Hazel McHaffie

Henry Green

When reading’s a struggle …

There are three rules for writing a novel. Unfortunately no one knows what they are.
So said Somerset Maugham. But this week I’ve certainly identified a few that aren’t on the list!

Now for something completely different … : that was my approach in selecting Caught by Henry Green from my shelves. No opportunity for growth if we stay within our comfort zones, huh?

Published in 1943, this was Green’s fourth of ten novels. Did you know he was a contemporary of George Orwell? Me neither. But we studied him at school, so I have a context. Furthermore Green was born on the same date in October as me, and grew up in the south west like me … OK, I’m starting to get interested …

During World War II he served as a fireman in the Auxiliary Fire Service, and it’s this personal experience that’s echoed in Caught. Should have depth and insight into life during the Blitz, at least. He had very definite opinions of what writing should be: Prose is not to be read aloud but to oneself alone at night, and it is not quick as poetry but rather a gathering web of insinuations … It should slowly appeal to fears unexpressed, it should in the end draw tears out of the stone. Okkkaaaaay …

What’s more significant, perhaps, is that this author is sufficiently rated to have scholars analysing and teaching his work, so I ought to know something about him. But … oh dear, I laboured with this one – which might say more about me than him, of course. And in his defence, I should say, there were occasional flashes of insight and humour that appealed!

The story’s written in the rather stilted short sentences of a different era, with an omniscient narrator, and sudden switches between people and places without a pause, which for me sit uncomfortably today with so much emphasis on consistent point of view.  As does the relentless strong dialect with little discernible difference between characters – even a Welshman has a cockney accent! The rhyming cockney slang strewn through the text stopped me dead in my tracks to decipher it too, necessitating going back to re-read that section each time.

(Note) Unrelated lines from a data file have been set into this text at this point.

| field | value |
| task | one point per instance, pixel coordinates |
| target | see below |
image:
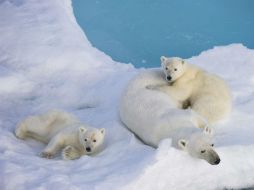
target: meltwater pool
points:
(140, 31)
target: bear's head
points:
(173, 67)
(199, 145)
(91, 139)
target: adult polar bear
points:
(153, 116)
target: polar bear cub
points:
(190, 86)
(61, 131)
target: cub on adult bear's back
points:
(205, 93)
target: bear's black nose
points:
(217, 161)
(169, 77)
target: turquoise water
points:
(140, 31)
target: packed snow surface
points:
(46, 62)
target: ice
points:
(47, 62)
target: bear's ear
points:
(163, 59)
(102, 130)
(182, 143)
(82, 129)
(208, 131)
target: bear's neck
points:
(190, 73)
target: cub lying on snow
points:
(61, 130)
(206, 94)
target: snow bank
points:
(47, 62)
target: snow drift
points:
(47, 62)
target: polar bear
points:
(153, 116)
(207, 94)
(61, 130)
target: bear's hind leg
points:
(70, 153)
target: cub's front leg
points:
(70, 153)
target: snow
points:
(47, 62)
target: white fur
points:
(61, 130)
(153, 116)
(207, 94)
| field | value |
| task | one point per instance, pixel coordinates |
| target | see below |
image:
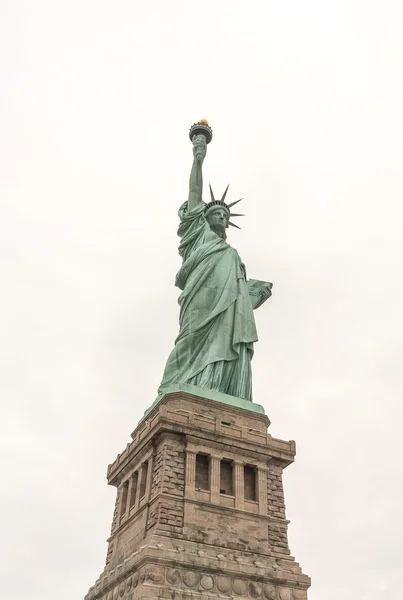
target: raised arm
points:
(196, 175)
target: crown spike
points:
(233, 203)
(225, 193)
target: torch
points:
(201, 128)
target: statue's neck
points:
(220, 232)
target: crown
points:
(201, 127)
(214, 203)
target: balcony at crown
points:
(200, 507)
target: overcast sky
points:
(305, 98)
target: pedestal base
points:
(200, 508)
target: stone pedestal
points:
(200, 508)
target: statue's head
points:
(218, 214)
(218, 219)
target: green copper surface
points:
(217, 329)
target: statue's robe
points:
(214, 347)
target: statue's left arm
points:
(196, 174)
(259, 291)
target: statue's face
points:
(218, 220)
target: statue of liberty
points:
(217, 329)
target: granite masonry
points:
(200, 510)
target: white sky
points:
(305, 99)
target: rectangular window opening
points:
(133, 492)
(202, 480)
(123, 502)
(250, 482)
(226, 477)
(143, 484)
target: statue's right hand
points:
(199, 147)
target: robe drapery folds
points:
(214, 347)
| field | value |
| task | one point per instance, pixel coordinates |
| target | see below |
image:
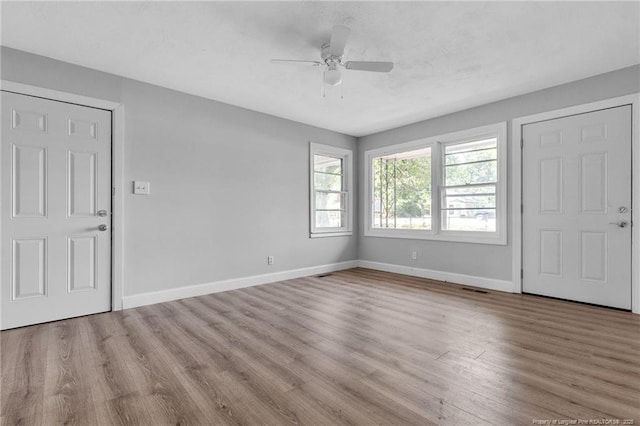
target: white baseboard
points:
(232, 284)
(450, 277)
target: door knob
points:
(620, 223)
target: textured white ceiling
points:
(448, 55)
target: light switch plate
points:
(141, 188)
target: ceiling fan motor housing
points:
(326, 56)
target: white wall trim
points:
(516, 179)
(117, 170)
(231, 284)
(56, 95)
(448, 277)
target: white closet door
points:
(55, 240)
(577, 207)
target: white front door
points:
(55, 206)
(577, 207)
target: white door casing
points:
(576, 177)
(56, 180)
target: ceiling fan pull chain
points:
(324, 85)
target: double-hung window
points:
(330, 188)
(449, 187)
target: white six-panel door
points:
(577, 207)
(56, 194)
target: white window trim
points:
(499, 237)
(347, 164)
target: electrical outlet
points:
(141, 188)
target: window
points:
(330, 198)
(450, 187)
(402, 190)
(469, 186)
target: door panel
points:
(576, 176)
(56, 175)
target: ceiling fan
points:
(331, 55)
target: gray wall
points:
(487, 261)
(229, 186)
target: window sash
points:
(450, 148)
(337, 183)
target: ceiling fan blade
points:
(314, 63)
(339, 37)
(369, 66)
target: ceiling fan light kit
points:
(332, 54)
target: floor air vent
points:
(475, 290)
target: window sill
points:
(432, 236)
(331, 234)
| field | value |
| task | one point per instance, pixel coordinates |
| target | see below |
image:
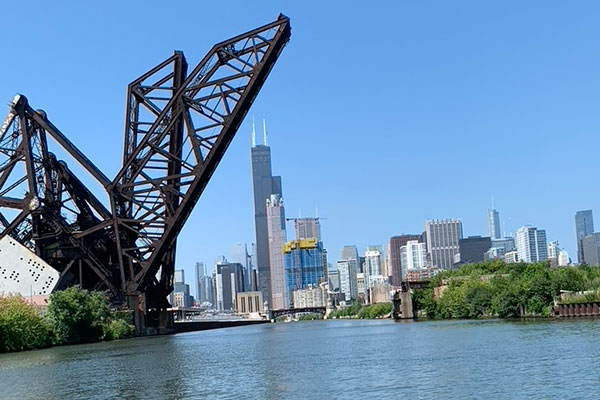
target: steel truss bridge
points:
(178, 125)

The setting is largely a London fire station during the war – promising a different angle of fighting fires in the Blitz, I thought, but no, it’s the minutiae of everyday life during months and months of inactivity, and the humdrum lives of ordinary people, rather than the war, that Green aims to capture. As a professor of English at Oxford says in his introduction to the book: if at times the novel reads like Eastenders, that is partly what he was aiming for. You have been warned!

Given the sheer banality, it’s surprisingly hard to summarise the plot, but I’ll give it a whirl. When war breaks out, Richard Roe, a well-to-do widower with a 5 year old son, Christopher, decides the boy should stay with his grandparents, aunts and cousin in the country, but his own duty is to return to London and join the Fire Service as an Auxiliary. Christopher has a nurse, and a nanny, he’s surrounded by the trappings of wealth and privilege, and is being raised a gentleman (like Green himself). Returning to his parents’ house periodically to see his son, Roe is haunted by the memories of his own childhood and more poignantly of his deceased wife. But he and his son become remote, and Roe feels only irritation when he hears the boy has been abducted by a woman in a store. However, an awkwardness arises at work when the woman turns out to be the disturbed sister of the professional fire officer responsible for training Roe, one Pye. She has ‘some kink, or misfortune‘, as Pye puts it, which makes her not quite right in the head.

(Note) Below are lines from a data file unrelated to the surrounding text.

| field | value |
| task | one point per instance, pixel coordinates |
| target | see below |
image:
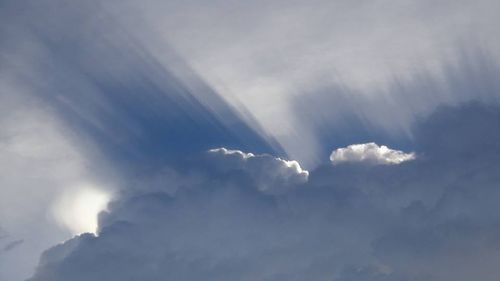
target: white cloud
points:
(271, 173)
(78, 207)
(369, 153)
(433, 220)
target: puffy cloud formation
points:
(434, 218)
(370, 153)
(269, 173)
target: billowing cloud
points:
(370, 153)
(432, 218)
(270, 174)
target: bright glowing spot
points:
(77, 209)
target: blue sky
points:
(264, 140)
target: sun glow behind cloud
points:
(78, 208)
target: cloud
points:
(270, 174)
(370, 153)
(12, 245)
(432, 218)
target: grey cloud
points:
(12, 245)
(433, 218)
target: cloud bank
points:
(432, 218)
(370, 153)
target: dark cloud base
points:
(434, 218)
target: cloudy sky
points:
(249, 140)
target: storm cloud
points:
(427, 219)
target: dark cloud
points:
(433, 218)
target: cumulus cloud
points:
(433, 218)
(370, 153)
(270, 173)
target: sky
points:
(249, 140)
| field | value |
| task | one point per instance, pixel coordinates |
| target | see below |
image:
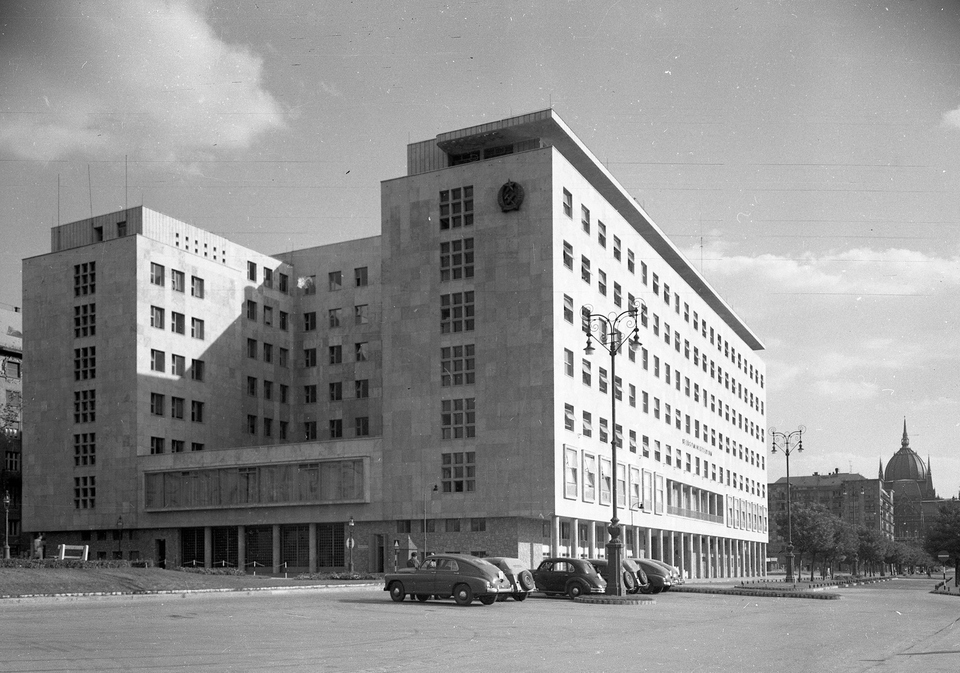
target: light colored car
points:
(444, 575)
(517, 573)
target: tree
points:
(943, 535)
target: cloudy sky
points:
(805, 155)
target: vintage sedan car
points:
(659, 576)
(634, 579)
(517, 573)
(570, 576)
(444, 575)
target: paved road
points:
(893, 626)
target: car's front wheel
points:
(463, 594)
(576, 589)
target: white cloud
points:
(149, 78)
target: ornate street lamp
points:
(350, 525)
(787, 442)
(611, 332)
(6, 525)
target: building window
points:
(84, 320)
(85, 449)
(571, 473)
(156, 317)
(156, 274)
(362, 426)
(362, 388)
(458, 418)
(361, 314)
(456, 312)
(456, 259)
(335, 281)
(84, 406)
(457, 365)
(85, 279)
(456, 207)
(157, 361)
(458, 472)
(85, 492)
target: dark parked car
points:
(517, 573)
(445, 575)
(634, 578)
(658, 575)
(569, 576)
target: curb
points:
(183, 593)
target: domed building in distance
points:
(911, 482)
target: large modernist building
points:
(194, 401)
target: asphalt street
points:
(892, 626)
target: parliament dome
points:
(905, 464)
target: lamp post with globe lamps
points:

Pye himself cuts a sorry figure. Internally he has tortured memories of an adolescent inadvertent act of incest against his sister, and is wracked with guilt that Amy is now in an asylum. He rarely visits, and he refuses to pay anything towards her care. In his role in the fire service, Pye is inept as a manager, unpopular with his team, proving himself time and again singularly unfit for his role, suffering humiliation and defeat at the hands of his superiors. His attitude to women is crude, and he’s summarily ditched by the girl, Prudence, with whom he’s having an affair. He remains unmarried and childless, which is partly why his befriending a boy he finds in the street, taking him back to sleep in his room, is fatally misinterpreted, and drives him to suicide.

Though beneath Pye in rank, the widowed and well-heeled Roe is more successful. He manages to sustain a relationship with WAF driver, Hilly, and curries favour with his fellow firemen by spreading gossip, always on the lookout for self advantage – he loved himself so well that he was afraid. By the end of the book, he has been invalided out of the war into the country, suffering from nervous debility, shocked and exhausted by nine continuous weeks of fire fighting when the Blitz finally materialises. Back with his family, he recovers, but remains self obsessed and needy, leaving the care of his rather brutalised son to his long-suffering sister-in-law.

Happily it’s a slim volume! It will not return to my shelves amongst treasured possessions.